You cannot rely on this record in your tax affairs. It is not binding and provides you with no protection (including from any underpaid tax, penalty or interest). In addition, this record is not an authority for the purposes of establishing a reasonably arguable position for you to apply to your own circumstances. For more information on the status of edited versions of private advice and reasons we publish them, see PS LA 2008/4.

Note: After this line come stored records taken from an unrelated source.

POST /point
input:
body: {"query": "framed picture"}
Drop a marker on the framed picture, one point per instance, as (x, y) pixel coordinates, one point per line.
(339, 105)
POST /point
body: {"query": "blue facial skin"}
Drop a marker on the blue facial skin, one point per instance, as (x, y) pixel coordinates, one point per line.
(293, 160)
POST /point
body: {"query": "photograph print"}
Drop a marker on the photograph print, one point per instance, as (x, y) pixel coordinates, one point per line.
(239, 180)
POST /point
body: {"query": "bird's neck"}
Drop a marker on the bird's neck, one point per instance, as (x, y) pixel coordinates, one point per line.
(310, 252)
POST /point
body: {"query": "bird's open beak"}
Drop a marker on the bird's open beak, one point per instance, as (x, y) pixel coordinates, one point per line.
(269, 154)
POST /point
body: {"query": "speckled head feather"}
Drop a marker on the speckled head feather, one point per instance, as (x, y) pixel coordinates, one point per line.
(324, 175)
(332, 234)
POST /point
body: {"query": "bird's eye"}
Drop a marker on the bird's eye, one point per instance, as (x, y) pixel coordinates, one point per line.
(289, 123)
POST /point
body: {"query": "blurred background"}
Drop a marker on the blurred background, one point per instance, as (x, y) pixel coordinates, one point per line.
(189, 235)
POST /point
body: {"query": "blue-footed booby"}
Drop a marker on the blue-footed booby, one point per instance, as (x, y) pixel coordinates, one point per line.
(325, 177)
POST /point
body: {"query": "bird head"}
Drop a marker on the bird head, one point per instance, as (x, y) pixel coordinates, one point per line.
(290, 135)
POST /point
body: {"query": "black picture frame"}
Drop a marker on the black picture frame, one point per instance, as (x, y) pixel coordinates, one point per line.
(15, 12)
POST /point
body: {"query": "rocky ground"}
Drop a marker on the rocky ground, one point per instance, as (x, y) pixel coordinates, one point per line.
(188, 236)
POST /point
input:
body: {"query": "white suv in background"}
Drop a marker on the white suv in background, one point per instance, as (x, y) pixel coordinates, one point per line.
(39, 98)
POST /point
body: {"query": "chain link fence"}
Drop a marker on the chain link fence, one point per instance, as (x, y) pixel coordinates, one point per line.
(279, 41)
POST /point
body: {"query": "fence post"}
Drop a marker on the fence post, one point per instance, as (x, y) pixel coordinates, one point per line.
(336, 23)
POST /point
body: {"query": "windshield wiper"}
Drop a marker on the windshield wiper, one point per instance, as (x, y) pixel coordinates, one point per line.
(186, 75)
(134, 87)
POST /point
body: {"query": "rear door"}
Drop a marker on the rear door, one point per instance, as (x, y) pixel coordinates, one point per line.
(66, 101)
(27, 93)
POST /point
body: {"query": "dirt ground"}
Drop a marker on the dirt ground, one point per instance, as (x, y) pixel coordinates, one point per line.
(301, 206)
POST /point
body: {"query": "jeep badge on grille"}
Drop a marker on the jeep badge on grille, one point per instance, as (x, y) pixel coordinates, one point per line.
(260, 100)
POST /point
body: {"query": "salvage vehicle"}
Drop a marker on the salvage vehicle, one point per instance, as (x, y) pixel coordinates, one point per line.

Edited version of your written advice

Authorisation Number: 1013040525481

Date of advice: 29 June 2016

Ruling

Subject: Assessability of foreign pension

Question and answer

Is the Surviving Spouse pension received by you from the Government in Country X assessable income in Australia?

No.

This ruling applies for the following periods:

Year ended 30 June 2012

Year ended 30 June 2013

Year ended 30 June 2014

Year ending 30 June 2015

Year ending 30 June 2016

The scheme commenced on:

1 July 20XX

Relevant facts and circumstances

You are a resident of Australia for taxation purposes.

You receive a Surviving Spouse pension from an overseas country, which is non-taxable allowance that country.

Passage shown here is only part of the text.